There’s virtual reality and then
there’s the reality relating to virtual reality.
Despite all the marketing and promoting of VR headsets of various types, marketers will not get much out of VR as it exists today,
according to a new study.
However, in the long term, virtual reality with transform marketing experiences, unlike any marketing channel that has come before, according to Forrester.
The Forrester report, ‘Virtual Reality Isn’t Ready For Marketing Yet,’ is based on two very large surveys of online adults in the U.S., weighted to be representative of the U.S.
population.
The study paints a very positive long-term picture for virtual reality while identifying the obstacles to getting there. The obstacles:
- Consumers don’t get it
– Some 42% of adults say they have never heard about virtual reality headsets and 46% say they don’t see a use for VR in their lives.
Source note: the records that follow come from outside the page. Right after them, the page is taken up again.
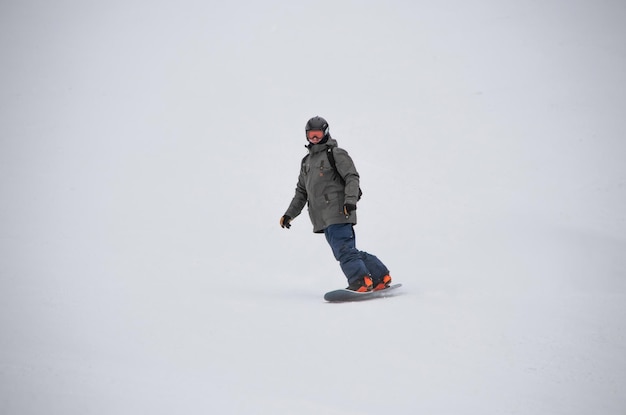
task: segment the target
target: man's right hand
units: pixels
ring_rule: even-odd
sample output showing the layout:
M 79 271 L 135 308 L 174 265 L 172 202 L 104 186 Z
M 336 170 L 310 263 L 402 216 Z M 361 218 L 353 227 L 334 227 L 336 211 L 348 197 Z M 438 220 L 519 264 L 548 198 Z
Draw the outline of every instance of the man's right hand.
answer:
M 291 228 L 291 216 L 283 215 L 283 217 L 280 218 L 280 227 L 287 229 Z

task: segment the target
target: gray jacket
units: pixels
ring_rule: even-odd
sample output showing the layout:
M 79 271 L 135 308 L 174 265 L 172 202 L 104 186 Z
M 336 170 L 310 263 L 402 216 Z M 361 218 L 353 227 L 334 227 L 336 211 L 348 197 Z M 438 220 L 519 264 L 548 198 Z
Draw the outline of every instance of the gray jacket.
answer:
M 337 171 L 345 185 L 336 177 L 326 149 L 333 147 Z M 324 144 L 309 146 L 309 155 L 302 160 L 296 194 L 285 215 L 298 216 L 308 205 L 313 232 L 323 233 L 329 225 L 352 223 L 356 225 L 356 212 L 348 217 L 343 213 L 344 204 L 356 205 L 359 196 L 359 173 L 348 152 L 337 147 L 337 141 L 329 138 Z

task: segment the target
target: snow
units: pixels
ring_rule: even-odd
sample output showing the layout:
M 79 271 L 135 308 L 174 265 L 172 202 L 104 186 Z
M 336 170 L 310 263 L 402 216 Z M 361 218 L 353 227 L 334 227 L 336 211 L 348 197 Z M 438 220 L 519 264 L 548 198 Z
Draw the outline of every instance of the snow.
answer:
M 0 6 L 0 413 L 626 413 L 626 5 Z M 278 219 L 326 117 L 345 284 Z

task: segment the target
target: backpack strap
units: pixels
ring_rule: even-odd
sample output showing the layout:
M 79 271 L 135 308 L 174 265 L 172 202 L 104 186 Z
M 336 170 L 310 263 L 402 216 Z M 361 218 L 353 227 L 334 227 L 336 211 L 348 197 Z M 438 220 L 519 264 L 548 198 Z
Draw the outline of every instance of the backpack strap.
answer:
M 330 163 L 330 166 L 335 171 L 335 175 L 339 178 L 339 181 L 341 182 L 341 184 L 345 186 L 346 181 L 343 179 L 341 174 L 339 174 L 339 170 L 337 170 L 337 164 L 335 163 L 335 155 L 333 154 L 333 148 L 334 147 L 326 148 L 326 155 L 328 156 L 328 162 Z M 357 196 L 357 200 L 361 200 L 361 196 L 363 196 L 363 192 L 361 191 L 361 187 L 359 187 L 359 195 Z

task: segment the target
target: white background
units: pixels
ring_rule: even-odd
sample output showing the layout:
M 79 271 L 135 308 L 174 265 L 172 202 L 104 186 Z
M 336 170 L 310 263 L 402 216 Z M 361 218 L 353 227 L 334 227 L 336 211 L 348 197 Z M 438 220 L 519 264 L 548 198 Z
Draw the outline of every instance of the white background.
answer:
M 3 414 L 626 413 L 621 1 L 4 1 Z M 345 280 L 306 212 L 361 174 Z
- Device penetration is niche –
Advertisers traditionally favor media that masses of consumers are already using. With virtual reality, platforms like Sony PlayStation or Google Daydream have just launched commercially. Forrester
pegs the total VR headset market at fewer than 2% of online adults by the end of this year.
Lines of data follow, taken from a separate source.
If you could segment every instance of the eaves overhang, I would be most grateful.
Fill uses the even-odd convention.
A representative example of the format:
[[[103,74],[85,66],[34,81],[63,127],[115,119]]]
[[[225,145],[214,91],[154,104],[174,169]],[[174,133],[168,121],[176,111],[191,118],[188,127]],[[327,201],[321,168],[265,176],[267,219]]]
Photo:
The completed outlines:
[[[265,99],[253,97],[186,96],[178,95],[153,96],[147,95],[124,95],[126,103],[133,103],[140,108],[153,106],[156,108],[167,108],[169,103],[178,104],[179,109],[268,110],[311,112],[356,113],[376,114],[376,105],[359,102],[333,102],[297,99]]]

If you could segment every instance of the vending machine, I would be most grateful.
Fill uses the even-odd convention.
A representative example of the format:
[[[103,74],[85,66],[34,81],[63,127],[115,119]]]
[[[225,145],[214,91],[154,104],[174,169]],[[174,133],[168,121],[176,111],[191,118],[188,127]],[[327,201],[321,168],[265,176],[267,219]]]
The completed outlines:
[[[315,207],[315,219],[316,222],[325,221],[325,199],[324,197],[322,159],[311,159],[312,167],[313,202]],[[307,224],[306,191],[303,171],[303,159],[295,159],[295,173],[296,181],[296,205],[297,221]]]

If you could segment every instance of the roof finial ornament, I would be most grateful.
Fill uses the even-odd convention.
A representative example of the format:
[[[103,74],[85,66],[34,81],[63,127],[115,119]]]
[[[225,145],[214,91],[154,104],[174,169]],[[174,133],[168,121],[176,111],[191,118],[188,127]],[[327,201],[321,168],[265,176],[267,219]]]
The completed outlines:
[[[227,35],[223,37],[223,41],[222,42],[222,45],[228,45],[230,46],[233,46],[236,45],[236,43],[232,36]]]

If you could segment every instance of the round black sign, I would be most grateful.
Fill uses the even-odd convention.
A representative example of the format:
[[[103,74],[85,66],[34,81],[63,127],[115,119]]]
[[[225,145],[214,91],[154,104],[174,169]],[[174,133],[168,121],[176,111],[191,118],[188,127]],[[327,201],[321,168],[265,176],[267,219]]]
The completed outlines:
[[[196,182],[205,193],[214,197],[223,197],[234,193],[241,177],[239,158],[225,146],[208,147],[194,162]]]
- Contents costs are high – The cost to develop VR content can range anywhere from $10,000 to
well over $500,000.
- Production is complicated – Using VR content requires working with a high number of disparate partners, whose systems typically are not integrated with each
other.
- Brands’ forays leave consumers wanting – Most brands testing VR start with lower-cost 360-branded VR videos, typically self-serving, generating low impact among
consumers.
On the positive side, those who are interested in or currently using a virtual reality device are interested in a wide range of activities for them. Here’s what they
would be interested in doing with their VR headset:
- 86% -- Watching movies, TV
- 85% -- Playing video games
- 84% -- Communicating with friends or family
- 82%
-- Touring virtual homes, apartments
- 81% -- Shopping for goods
- 81% -- Meeting with doctors/healthcare professionals
- 81% -- Viewing concerts
- 81% -- Working,
virtual workspace
- 81% -- Communicating with co-workers
- 80% -- Participating in exercise classes
- 80% -- Taking a class at a college
- 79% -- Reading magazines
- 77% -- Putting outfits together
Based on some of the advances we saw at CES earlier this year, virtual reality is being developed at scale. The market detail is if and when
consumers will adopt it at the same velocity as it’s created.
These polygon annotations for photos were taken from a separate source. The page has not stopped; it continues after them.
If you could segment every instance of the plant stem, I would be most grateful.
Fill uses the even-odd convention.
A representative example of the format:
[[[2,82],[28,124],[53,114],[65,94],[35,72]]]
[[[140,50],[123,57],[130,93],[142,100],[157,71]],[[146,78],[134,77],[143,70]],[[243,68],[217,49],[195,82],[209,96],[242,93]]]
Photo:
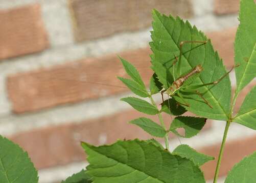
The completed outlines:
[[[150,96],[149,98],[150,99],[150,101],[151,101],[151,103],[155,106],[155,107],[157,108],[156,104],[155,104],[155,101],[153,99],[152,96]],[[165,123],[164,123],[164,119],[162,118],[162,116],[161,113],[157,114],[157,116],[158,116],[159,120],[161,124],[161,126],[165,129],[166,131],[167,131],[166,127],[165,125]],[[165,136],[165,142],[166,144],[166,148],[169,150],[169,134],[167,132],[166,135]]]
[[[221,158],[222,158],[222,156],[223,155],[224,146],[225,145],[225,142],[226,142],[226,139],[227,138],[227,131],[228,131],[228,128],[229,128],[230,123],[231,123],[231,120],[227,120],[226,124],[226,127],[225,127],[225,131],[224,131],[222,142],[221,143],[221,146],[220,147],[220,154],[219,155],[218,162],[217,163],[216,170],[215,170],[215,175],[214,175],[214,183],[217,183],[218,176],[219,175],[219,172],[220,171]]]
Too soon to know if it'll fizzle like 3D television and Google Glass. After 40 years, I'm still waiting on my jet-pack. https://youtu.be/r1SCu9yiBlo?t=16
It has been a long time coming, Douglas, but the processing power is getting there.
We need this like another hole in the head and we seem to get a new one almost every day. Pretty soon, we'll have to find something else to take the place of the emptiness.
Great first line. Made me spritz my seltzer.
We have done some VR primarily for trade shows. Far easier to get someone to sit in a massage chair than to put on a VR headset!
There's this odd fundamental challenge with virtual reality (and some of my good friends are deep into playing with it). But essentially, virtual reality is about looking around. Not much entertainment or advertising will thrive with that.
Movies succeed by focusing us on visuals that drive home the story - build relationships with characters, etc... In fact, what makes entertainment great are the details - and attention to details that matter. Great movies and TV shows are built on those details.
Virtual reality inherently loses those details. It's about scattering attention - not focusing it.
The situation is even worse in advertising. Companies (with a few important exceptions) don't often benefit from environmental. Rather, we also need to focus viewers onto things - products, people, the story, the brand.
What is shocking to me is that no one is talking about this. I guess the investors are desperate for a new product hit - and so are TV makers (since smart TV's are yawners, 3D was a bust, curving is pretty dull, etc...).
Thanks, Randall, and totally agree on that; was notable at CES.
Very good points, Doug. VR will get more interesting when consumers can share experiences and interact with each other during that.